Are domestically funded NGOs all angelic?

There should be a debate on funding and patrons of NGOs – not only foreign-funded but domestic as well

seema

Seema Sindhu | June 16, 2014



Prime minister Narendra Modi could be considered a lucky man, for he is reaping the benefits of what UPA sowed. Somewhere in 2010, when I was working with a prominent business newspaper, my then editor had raised the very issue which the Intelligence Bureau (IB) has captured in its report that has taken the nation by storm: that many NGOs are coming in the way of development, and are lending a negative tweaking to the country’s growth plans.

But back to my story from four years ago. UPA-II had come to power again after surviving a fatal blow by the Left parties, when Manmohan Singh had paved the way for Indo-US Nuclear deal. My editor had asked us to explore a story about the funding and patrons of some of the NGOs mentioned in the IB report.
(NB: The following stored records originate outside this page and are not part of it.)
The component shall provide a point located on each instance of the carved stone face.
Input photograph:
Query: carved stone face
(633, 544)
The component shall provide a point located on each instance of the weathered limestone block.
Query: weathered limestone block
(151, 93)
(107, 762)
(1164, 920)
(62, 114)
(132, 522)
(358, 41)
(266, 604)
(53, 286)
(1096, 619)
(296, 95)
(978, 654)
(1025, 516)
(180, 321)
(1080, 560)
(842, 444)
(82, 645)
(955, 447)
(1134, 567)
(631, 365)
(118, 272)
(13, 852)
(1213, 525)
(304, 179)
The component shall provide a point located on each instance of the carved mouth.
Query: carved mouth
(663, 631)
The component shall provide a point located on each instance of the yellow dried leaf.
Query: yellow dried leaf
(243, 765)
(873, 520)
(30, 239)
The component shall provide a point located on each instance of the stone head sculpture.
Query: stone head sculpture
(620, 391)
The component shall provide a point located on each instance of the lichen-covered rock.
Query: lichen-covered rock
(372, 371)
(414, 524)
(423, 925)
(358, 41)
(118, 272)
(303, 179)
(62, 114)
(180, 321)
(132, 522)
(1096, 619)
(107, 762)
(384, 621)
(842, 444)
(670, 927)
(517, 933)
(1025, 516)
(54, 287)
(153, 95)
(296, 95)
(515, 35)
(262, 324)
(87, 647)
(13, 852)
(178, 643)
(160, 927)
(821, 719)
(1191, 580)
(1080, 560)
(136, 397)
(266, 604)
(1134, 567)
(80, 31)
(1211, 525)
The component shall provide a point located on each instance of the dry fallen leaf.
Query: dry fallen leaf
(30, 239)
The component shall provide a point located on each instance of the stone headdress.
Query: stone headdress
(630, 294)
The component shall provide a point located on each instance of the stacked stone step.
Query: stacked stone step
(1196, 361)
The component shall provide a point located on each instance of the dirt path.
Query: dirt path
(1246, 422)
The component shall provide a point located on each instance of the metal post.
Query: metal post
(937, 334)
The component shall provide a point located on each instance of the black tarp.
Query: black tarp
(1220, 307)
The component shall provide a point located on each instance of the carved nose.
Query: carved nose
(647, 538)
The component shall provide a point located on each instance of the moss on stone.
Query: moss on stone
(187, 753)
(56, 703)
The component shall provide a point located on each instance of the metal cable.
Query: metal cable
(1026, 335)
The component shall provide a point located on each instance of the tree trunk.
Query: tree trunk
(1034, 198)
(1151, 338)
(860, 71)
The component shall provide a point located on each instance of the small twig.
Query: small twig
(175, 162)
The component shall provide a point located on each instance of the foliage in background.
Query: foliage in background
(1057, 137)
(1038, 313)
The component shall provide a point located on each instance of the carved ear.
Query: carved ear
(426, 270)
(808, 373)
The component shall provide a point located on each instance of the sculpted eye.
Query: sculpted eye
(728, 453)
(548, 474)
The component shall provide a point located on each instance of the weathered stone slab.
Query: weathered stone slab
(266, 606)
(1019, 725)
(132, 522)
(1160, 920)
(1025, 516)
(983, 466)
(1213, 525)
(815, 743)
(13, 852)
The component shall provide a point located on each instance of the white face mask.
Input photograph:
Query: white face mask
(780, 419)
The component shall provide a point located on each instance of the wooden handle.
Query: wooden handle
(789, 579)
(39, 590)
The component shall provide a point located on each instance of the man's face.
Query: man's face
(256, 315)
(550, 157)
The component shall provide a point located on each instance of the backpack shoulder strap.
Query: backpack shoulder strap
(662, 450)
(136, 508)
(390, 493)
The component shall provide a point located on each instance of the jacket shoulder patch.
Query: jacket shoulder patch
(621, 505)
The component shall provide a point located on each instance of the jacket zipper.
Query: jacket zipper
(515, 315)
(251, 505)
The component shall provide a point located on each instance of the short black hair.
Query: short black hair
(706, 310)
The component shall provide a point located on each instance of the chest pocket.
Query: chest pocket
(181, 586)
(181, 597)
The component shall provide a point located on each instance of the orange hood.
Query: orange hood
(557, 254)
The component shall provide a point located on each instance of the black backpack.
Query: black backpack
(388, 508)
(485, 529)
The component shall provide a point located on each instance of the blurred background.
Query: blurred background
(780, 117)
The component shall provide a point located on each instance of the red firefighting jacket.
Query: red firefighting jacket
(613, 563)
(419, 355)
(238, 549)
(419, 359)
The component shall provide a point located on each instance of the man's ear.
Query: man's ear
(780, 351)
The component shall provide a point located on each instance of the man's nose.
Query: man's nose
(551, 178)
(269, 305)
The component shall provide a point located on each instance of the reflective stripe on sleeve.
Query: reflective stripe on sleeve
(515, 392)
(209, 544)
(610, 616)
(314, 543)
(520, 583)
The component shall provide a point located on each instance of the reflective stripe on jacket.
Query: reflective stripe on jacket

In fact, in retrospect, the contents of the report seem to be stolen from the discussion we had in our Saturday meeting, which we jokingly called a "concentration camp".

My then editor had expressed his concern that these NGOs seem to have some covert agenda to halt development in not just India but in all Asian countries.

The Manmohan Singhy-led government was equally concerned with the growing influence of some NGOs, though people are making inferences by linking the content in the IB report with Narendra Modi, then the chief minister of Gujarat, a state that has been a hotbed of one of the longest NGO-driven campaign in the country – the Narmada Bachao Andolan (NBA).

The Intelligence Bureau report has alleged that NGOs are working at the behest of foreign powers to scuttle India's development – albeit without providing any evidence to support these claims.

The report claims the protests against the Kudankulam nuclear plant in Tamil Nadu, for instance, had "deep and growing connections with US and German entities". There is, however, every reason to believe what the report enumerates.

Although India has huge amount of resources to generate hydropower, it had to limit its production due to campaigns by the likes of NBA and others.

Slowly, the country shifted focus to thermal (or coal-based) power. While India is one of the largest ground-bed of coal, it is hugely dependent on imported coal as the quality of coal in India is not very good and we don't have the apt technology to refine it. No wonder, critics could say, that the NGOs protested many a mining projects and thermal projects in India. After all, would it not be in the interest of countries we buy coal from?

Now, when the Manmohan Singh government signed the Indo-US nuclear deal in 2008 and survived the fatal blow of withdrawal of support by the Left Front, NGOs became active in Kudankulam nuclear plant as well.

Not going into the debate whether nuclear power is the need of the hour or not, activities and motives of the NGOs certainly need to be scrutinised. And sooner the better, as the economy is in woods of slowdown and many mega-investment and infrastructure projects are stuck amid protests by NGOs.
In fact, there is another interesting point I wish to note here. The word "foreign" is more sinned against. Even domestic funding of NGOs, which is usually considered holier than thou, should be under scrutiny.

I remember visiting a steel plant of a big company (now embroiled in the coal scam) in Odisha, and while discussing local issues there a very senior official of the company narrated a story when he was working with another company (name withheld since we cannot verify veracity of the story). "People in steel (sector) need to have a heart of steel. It's very difficult to do business in mining. I am not saying they are all saints but the mining business is certainly one of the most difficult,” the official had said. “Apart from environmental clearances and other red-tape issues, dealing with the local people and NGOs is the toughest of all.

“When I was with this company, I came across an interesting issue. We often feel NGOs get funds from foreign entities with vested interest. But in this case, the NGOs got funding from small miners in the area to stop this company from coming there. Big companies have stringent operational rules and spend huge amounts of money on CSR and labour welfare, which the small operators fear.

“After a long investigation of the people involved in the protests, I came to know they were pawns of the local miners’ lobby. For them, it was a fight for survival after all."

Different strokes for different folks. But the arguments above seems convincing enough to debate the funding and patrons of NGOs – not only foreign-funded but domestic as well. There is a strong case to bring NGOs under the ambit of the Right to Information Act.